Perception biases can create a conflict between what a person believes and what they want to do (FitzGerald and Hurst, 2017). Providers may feel they can overcome biases through sheer will power. They may feel that bias does not occur among professionals and experts, or they may believe that they are impartial and immune to bias. They may perceive bias as only associated with corrupt or malicious people or with “bad apples” rather than systemic issues. Although research has shown this to be incorrect, they often feel that bias is eliminated by technology, instrumentation, automation, or artificial intelligence (Dror, 2020).

What is Diagnostic and Treatment Bias?

The use of racial terms to describe epidemiologic data perpetuates the belief that race itself puts patients at risk for disease, and this belief is the basis for race-based diagnostic bias. Rather than presenting race as correlated with social factors that shape disease or acknowledging race as an imperfect proxy for ancestry or family history that may predispose one to disease, the educators we observed portrayed race itself as an essential—biologic—causal mechanism.

Amutah, et al., 2021
New England Journal of Medicine

Many biases have been described in the healthcare literature, and many of these have been shown to influence decisions (Featherston et al., 2020).

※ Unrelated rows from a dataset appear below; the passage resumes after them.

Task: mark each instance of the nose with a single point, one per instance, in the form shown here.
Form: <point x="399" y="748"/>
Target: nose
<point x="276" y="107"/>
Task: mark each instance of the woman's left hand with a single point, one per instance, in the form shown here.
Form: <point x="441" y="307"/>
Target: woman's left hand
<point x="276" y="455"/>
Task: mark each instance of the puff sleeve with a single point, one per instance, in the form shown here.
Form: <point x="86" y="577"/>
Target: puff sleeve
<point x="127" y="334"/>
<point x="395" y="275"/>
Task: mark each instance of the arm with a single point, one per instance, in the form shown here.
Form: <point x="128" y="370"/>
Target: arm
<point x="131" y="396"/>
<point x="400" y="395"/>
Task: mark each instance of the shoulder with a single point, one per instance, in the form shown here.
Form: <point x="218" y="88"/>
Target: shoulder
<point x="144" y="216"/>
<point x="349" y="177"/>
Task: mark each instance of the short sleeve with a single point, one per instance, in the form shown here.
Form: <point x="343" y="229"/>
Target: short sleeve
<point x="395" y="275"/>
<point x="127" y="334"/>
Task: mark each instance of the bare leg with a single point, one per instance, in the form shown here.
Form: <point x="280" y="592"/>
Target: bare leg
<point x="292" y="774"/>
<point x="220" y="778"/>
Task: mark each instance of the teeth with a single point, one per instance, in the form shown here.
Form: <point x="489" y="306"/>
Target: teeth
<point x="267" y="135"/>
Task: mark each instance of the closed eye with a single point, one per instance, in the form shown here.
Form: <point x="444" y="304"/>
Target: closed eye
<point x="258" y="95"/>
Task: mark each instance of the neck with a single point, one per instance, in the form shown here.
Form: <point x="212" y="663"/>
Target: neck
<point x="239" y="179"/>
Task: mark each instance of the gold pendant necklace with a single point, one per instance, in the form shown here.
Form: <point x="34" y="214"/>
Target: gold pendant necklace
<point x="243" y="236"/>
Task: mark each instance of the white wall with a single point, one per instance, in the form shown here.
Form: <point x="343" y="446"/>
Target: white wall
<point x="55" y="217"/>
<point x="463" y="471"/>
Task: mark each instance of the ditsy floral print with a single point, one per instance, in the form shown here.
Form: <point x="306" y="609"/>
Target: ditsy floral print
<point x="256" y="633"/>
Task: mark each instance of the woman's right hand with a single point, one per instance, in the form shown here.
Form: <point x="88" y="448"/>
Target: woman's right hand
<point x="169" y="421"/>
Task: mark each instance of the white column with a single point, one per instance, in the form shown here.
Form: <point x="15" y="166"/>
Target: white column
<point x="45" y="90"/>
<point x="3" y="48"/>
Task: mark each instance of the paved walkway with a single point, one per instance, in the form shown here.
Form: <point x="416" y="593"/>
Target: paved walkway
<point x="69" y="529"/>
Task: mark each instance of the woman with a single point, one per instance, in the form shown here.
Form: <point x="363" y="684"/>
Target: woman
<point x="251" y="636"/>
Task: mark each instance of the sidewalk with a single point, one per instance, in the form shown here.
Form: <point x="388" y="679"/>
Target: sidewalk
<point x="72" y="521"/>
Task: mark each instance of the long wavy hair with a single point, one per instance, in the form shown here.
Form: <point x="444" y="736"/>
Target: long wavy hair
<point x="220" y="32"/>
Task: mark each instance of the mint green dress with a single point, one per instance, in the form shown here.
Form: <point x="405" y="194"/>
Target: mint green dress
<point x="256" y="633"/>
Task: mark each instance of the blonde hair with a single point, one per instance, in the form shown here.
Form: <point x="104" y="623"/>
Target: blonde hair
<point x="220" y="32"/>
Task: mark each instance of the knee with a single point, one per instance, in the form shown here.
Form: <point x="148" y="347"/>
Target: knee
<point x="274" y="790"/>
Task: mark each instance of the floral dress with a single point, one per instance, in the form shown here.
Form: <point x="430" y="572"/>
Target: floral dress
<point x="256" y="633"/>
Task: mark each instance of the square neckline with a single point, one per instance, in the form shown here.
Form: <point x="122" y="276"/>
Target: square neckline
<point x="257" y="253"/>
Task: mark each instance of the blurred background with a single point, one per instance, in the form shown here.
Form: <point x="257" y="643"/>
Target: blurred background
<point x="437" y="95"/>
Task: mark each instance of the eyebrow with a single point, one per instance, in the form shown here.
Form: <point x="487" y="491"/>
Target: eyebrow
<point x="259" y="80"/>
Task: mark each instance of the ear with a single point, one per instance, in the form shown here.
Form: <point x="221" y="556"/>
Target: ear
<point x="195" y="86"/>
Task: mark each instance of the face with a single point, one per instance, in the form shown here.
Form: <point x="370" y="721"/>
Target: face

Patient-provider interactions, treatment decisions, patient adherence to recommendations, and patient health outcomes can be influenced by bias. This can lead to an unintentional form of discrimination that affects decision-making structurally and systematically and is hard to identify and uncover (Nápoles et al., 2022).

Studies have shown that implicit racial bias profoundly influences clinical decision-making. Its affects nonverbal behaviors such as eye contact and posture and has been shown to influence the quality of physicians’ interpersonal communication with African American patients and, in turn, patients’ trust and perceptions of their physicians (van Ryn et al., 2015).

Definitions

  • Bias: the unintended influence of factors that are not meant to be considered; a tendency to prefer one person or thing to another.
  • Diversity: ways in which people differ; characteristics that make one individual or group different from another.
  • Equality: when every individual has the same rights, resources, and opportunities, regardless of their circumstance.
  • Equity: the idea that all individuals have equal access to healthcare services and resources, regardless of their race, ethnicity, socioeconomic status, gender, sexual orientation, or other characteristics.
  • Explicit (conscious) bias: conscious and intentional discrimination against certain groups of people.
  • Implicit (unconscious or hidden) bias: bias that is outside a person’s consciousness; may directly contradict a person’s stated beliefs and values.
  • National origin discrimination: Treating people unfavorably due to where they are from, their ethnicity or their accent.
  • Prejudice: a bias, opinion, idea, or belief about something; an assumption or dislike for a person or group simply based on the person’s membership in that group.
  • Racial discrimination: treating a person adversely due to race or characteristics associated with that race, such as hair texture, facial features, or skin color.
  • Structural racism: the history and current reality of racism across all institutions combining to create a system that negatively impacts communities of color.
  • Stereotype: beliefs and opinions about the characteristics, attributes, and behaviors of members of a group; a generalization, often exaggerated, or untrue.